Deutsche Designer bei der Topshop EDIT Kollektion
Seit wenigen Jahren unterstützt Topshop Jungdesigner mit den EDIT-Kollektionen: Aufstrebende Labels haben die Möglichkeit, ihre Designs in der Topshop-Filiale am Oxford Circus zu vertreiben und somit ein breiteres Publikum zu erreichen. Vergangene Woche ging die Highstreet-Kette in die diesjährige zweite Runde und hat neben Diana Orving und KTZ gleich drei deutsche Labels am Start:
Boessert/Schorn, Reality Studio und Starstyling (sind schon von Anfang an dabei). Toll, dass unsere nationalen Talente auch ins Visier der Briten aufgenommen wurden! Wir haben das zum Anlaß genommen, den Designern drei schnelle Fragen zu stellen und die in London zum Verkauf stehenden Entwürfe zu präsentieren.
Boessert/Schorn
LM:Wie kam es zu der Kollaboration mit Topshop?
Sonia: Auf der Messe Who's next und während des Showrooms Rendezvous in Paris habe ich Antonia kennengelernt. Sie mochte meine Kollektion und hat mich gefragt ob ich mir vorstellen könnte bei dem temporären Projekt dabei zu sein.
LM: Was bedeutet das für euer Label?
Sonia: Das kann ich jetzt noch nicht sagen, ich muss erstmal schauen ob die Kollektion von den Kunden angenommen wird. Sonst ist es natürlich gut, ich habe derzeit keinen Shop in London der meine Kollektion vertreibt.
LM: Werden wir in Deutschland auch an die Designs kommen?
Sonia: Es sind Teile der neuen Sommer 2010 Kollektion, die gibt es in Deutschland im Konk in der Kleinen Hamburger Straße 15 und im Temporaryshowroom in der Kastanienallee 36a.
Reality Studio
LM: Wie kam es zu der Kollaboration mit Topshop?

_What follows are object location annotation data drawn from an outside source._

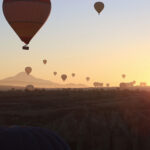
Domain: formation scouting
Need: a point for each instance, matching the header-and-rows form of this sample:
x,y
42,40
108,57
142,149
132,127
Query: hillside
x,y
22,80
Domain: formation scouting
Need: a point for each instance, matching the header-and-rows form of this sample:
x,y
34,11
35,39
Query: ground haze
x,y
86,119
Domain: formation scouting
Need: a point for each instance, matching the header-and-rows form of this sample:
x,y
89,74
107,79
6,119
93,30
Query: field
x,y
91,119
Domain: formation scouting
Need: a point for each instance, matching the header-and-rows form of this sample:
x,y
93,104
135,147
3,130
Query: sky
x,y
76,39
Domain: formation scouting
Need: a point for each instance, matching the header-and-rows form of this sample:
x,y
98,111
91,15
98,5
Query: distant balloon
x,y
28,70
123,76
26,17
73,74
29,88
64,77
108,85
55,73
98,84
45,61
99,6
87,78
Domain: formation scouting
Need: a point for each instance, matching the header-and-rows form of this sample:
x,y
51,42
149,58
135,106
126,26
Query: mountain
x,y
22,80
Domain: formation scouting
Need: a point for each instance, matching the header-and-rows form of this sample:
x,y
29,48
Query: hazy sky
x,y
76,39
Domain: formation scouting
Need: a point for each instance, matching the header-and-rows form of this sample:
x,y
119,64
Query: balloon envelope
x,y
55,73
30,138
29,88
64,77
123,76
44,61
28,70
99,6
87,78
73,74
26,17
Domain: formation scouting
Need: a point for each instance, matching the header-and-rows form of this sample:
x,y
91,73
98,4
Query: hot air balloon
x,y
73,74
107,84
26,17
87,78
55,73
29,88
30,138
28,70
98,84
45,61
123,76
99,6
64,77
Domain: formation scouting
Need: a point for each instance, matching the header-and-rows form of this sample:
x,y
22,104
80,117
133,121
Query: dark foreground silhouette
x,y
86,119
30,138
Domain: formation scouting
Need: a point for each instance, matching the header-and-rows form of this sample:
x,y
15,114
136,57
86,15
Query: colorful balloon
x,y
73,74
87,78
28,70
64,77
108,85
26,17
123,76
99,6
29,88
55,73
45,61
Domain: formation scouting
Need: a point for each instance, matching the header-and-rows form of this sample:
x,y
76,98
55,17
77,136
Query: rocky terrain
x,y
91,119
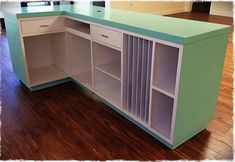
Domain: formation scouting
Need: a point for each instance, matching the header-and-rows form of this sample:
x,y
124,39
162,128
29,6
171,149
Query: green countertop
x,y
175,30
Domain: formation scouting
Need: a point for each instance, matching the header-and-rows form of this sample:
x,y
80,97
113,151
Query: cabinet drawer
x,y
107,36
42,25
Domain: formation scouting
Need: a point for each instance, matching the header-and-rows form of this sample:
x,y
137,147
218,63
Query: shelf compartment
x,y
108,87
113,69
165,67
136,81
46,74
46,58
80,59
107,60
78,25
161,113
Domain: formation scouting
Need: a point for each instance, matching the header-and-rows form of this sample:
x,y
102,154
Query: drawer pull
x,y
105,36
44,26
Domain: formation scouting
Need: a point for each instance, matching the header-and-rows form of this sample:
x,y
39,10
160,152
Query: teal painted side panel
x,y
126,116
49,84
201,72
15,48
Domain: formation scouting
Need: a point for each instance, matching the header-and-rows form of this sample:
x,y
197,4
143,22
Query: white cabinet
x,y
106,36
46,58
138,75
42,25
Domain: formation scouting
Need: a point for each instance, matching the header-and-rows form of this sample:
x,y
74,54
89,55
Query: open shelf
x,y
46,58
107,60
80,59
108,87
113,69
165,67
161,113
77,25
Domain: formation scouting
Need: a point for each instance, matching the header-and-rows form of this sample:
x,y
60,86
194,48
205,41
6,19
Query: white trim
x,y
24,53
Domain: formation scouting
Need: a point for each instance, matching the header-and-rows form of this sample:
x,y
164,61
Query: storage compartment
x,y
107,60
161,113
108,87
80,59
37,26
77,25
137,58
46,58
107,36
165,68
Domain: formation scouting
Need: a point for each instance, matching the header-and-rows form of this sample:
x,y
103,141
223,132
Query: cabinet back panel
x,y
38,51
58,51
80,54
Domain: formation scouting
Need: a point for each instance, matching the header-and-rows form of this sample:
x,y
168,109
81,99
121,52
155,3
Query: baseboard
x,y
221,13
168,12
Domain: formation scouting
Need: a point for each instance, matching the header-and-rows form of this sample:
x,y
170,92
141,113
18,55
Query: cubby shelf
x,y
165,67
113,69
46,74
108,87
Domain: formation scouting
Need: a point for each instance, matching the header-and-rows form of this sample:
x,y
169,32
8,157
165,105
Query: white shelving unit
x,y
108,87
163,97
46,58
107,60
79,50
137,75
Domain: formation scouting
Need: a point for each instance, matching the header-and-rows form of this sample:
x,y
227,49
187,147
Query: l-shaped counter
x,y
161,73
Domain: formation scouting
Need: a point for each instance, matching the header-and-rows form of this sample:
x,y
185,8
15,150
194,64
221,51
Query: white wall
x,y
222,8
153,7
7,4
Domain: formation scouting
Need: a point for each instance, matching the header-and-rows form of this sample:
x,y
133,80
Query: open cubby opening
x,y
161,113
77,25
108,87
46,58
165,68
80,59
107,60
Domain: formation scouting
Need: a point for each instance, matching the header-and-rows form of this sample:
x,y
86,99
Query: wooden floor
x,y
64,122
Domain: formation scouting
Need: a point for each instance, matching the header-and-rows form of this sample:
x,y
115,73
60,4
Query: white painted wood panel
x,y
44,25
107,36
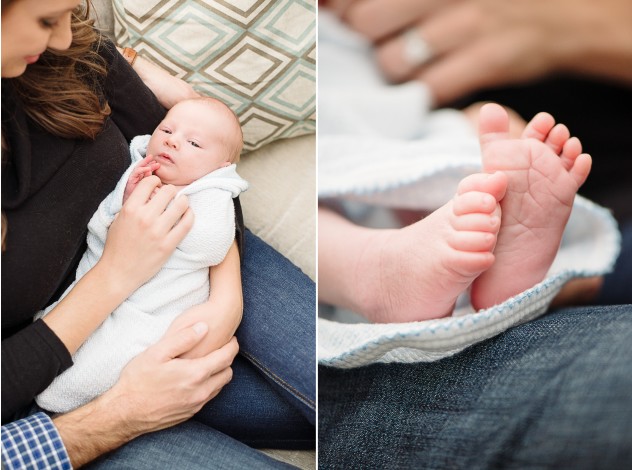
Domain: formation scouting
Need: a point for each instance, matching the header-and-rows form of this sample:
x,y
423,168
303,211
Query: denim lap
x,y
552,393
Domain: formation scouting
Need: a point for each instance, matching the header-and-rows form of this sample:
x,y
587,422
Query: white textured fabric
x,y
143,318
382,145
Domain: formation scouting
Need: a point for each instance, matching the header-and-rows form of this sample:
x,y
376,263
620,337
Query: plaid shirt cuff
x,y
33,443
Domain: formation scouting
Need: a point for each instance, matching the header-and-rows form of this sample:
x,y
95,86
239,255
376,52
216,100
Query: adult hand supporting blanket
x,y
144,317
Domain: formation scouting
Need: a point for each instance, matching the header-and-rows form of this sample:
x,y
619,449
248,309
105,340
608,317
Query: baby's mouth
x,y
166,157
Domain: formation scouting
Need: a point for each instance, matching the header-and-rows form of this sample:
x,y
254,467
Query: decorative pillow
x,y
258,56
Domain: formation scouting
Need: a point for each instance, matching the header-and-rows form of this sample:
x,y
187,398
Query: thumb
x,y
175,344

Svenja: Antonia O'Malley von Topshop war schon vor längerem, bei einem Berlinbesuch, auf Reality Studio aufmerksam geworden. Ende letzten Jahres rief sie dann an und fragte ob wir dabei sein wollen.

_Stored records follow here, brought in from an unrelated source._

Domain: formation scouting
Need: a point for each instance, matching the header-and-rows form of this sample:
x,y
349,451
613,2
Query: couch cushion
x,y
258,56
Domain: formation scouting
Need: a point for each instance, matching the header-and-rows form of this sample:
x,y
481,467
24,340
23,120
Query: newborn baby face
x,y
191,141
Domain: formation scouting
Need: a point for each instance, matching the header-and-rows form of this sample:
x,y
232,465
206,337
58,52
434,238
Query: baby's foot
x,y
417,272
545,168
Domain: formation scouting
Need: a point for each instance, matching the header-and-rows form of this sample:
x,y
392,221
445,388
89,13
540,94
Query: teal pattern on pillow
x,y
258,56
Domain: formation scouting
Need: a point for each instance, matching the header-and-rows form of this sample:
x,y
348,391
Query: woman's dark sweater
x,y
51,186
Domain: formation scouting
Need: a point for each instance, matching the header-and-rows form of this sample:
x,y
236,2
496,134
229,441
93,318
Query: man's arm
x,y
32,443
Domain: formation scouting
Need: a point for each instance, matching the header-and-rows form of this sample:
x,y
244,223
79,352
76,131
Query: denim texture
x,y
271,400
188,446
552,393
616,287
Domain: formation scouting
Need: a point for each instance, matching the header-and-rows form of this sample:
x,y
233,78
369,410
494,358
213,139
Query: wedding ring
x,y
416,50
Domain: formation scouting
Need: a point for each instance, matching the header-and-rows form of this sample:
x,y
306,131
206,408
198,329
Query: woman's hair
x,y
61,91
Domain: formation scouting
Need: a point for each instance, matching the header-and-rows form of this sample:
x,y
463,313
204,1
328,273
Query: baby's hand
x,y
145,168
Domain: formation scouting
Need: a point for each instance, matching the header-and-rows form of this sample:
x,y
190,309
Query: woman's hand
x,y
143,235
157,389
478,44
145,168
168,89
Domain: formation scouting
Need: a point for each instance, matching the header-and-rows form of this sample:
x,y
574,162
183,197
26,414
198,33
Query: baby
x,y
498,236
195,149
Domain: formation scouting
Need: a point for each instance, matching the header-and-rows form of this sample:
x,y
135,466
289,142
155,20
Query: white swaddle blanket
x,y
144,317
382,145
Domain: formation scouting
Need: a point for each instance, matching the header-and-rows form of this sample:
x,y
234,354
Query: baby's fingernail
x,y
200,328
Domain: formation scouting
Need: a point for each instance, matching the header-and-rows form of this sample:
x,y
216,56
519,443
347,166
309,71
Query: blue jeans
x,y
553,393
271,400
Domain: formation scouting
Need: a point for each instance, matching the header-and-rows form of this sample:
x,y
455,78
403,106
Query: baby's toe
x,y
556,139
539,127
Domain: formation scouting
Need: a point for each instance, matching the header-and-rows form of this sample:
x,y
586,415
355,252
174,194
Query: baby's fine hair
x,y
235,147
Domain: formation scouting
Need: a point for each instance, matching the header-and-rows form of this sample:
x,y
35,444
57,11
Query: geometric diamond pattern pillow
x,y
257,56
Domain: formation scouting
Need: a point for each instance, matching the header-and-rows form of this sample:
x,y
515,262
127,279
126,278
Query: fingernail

LM: Was bedeutet das für dein Label?
Svenja: Da wir bis dato noch keinen Shop in UK haben ist das für uns natürlich ein guter Einstieg dort... außerdem ist Topshop international sehr bekannt und bewirbt die Edition EDIT sehr gut darum hoffen wir natürlich, dass sich das auch auf uns positiv auswirkt..
LM: Werden wir in Deutschland auch an die Designs kommen?
Svenja: Ja natürlich: z.B. in Berlin bei Temporary Showroom, Konk, Starstyling und Styleserver (ab sofort) und online bei SSAW (ab Mitte April).
Starstyling
LM: Wie kam es zu der Kollaboration mit Topshop?
Katja und Kai: Wir waren Anfang 2008 auf der "Who´s next" in Paris mit unserer aw0809 Kollektion "ulugu wambo". Antonia O´Malley von Topshop hat uns aufgespürt, weil sie etwas Neues, Junges, Gewagtes, Besonderes bei Topshop im Concessions-Floor machen wollte. Nach ziemlich langen Verhandlungen war Starstyling schließlich dass erste junge Label dieser Richtung, dass bei Topshop 1 x pro Saison 6-8 Wochen zum Saisonbeginn als Pop-up-concession verkauft hat. Nach 2 erfolgreichen Saisons wurde das Konzept ausgeweitet auf mittlerweile 15-20 Brands!
LM: Was bedeutet das für euer Label?
Katja und Kai: Topshop ist als "Trendmaschine" in einer der größten Metropolen Europas natürlich ein Multiplikator für die jungen Labels die hier als Pop-ups gefeatured werden, gleichzeitig profitiert Topshop von der "Frischzellenkur", die man sich nach Bedarf ins Haus holt ohne kommerzielle Abstriche machen zu müssen.
LM: Werden wir in Deutschland auch an die Designs kommen?
Katja und Kai: JA ! Wir verkaufen bei Topshop ganz normal Teile aus unseren Kollektionen - keine extra Designs oder Ähnliches.
Herzlichen Dank für die Interviews!



























marie
ab wann gibt es denn die teile genau?
carolin
das ist eine interessante Initiative von Topshop.
Was mich vor allem interessieren würde. Wie verhält es sich denn mit den Preisen. Verkaufen die Labels zu ihren normalen Varkaufspreisen in den Topshopfilialen oder müssen sie sich anpassen an das Preisniveau von Topshop?
Julian Pientka
Es sind streng genommen sogar vier Deutsche Labels - denn PROSE verkauft ebenso im Rahmen der Topshop Edit-Boutique!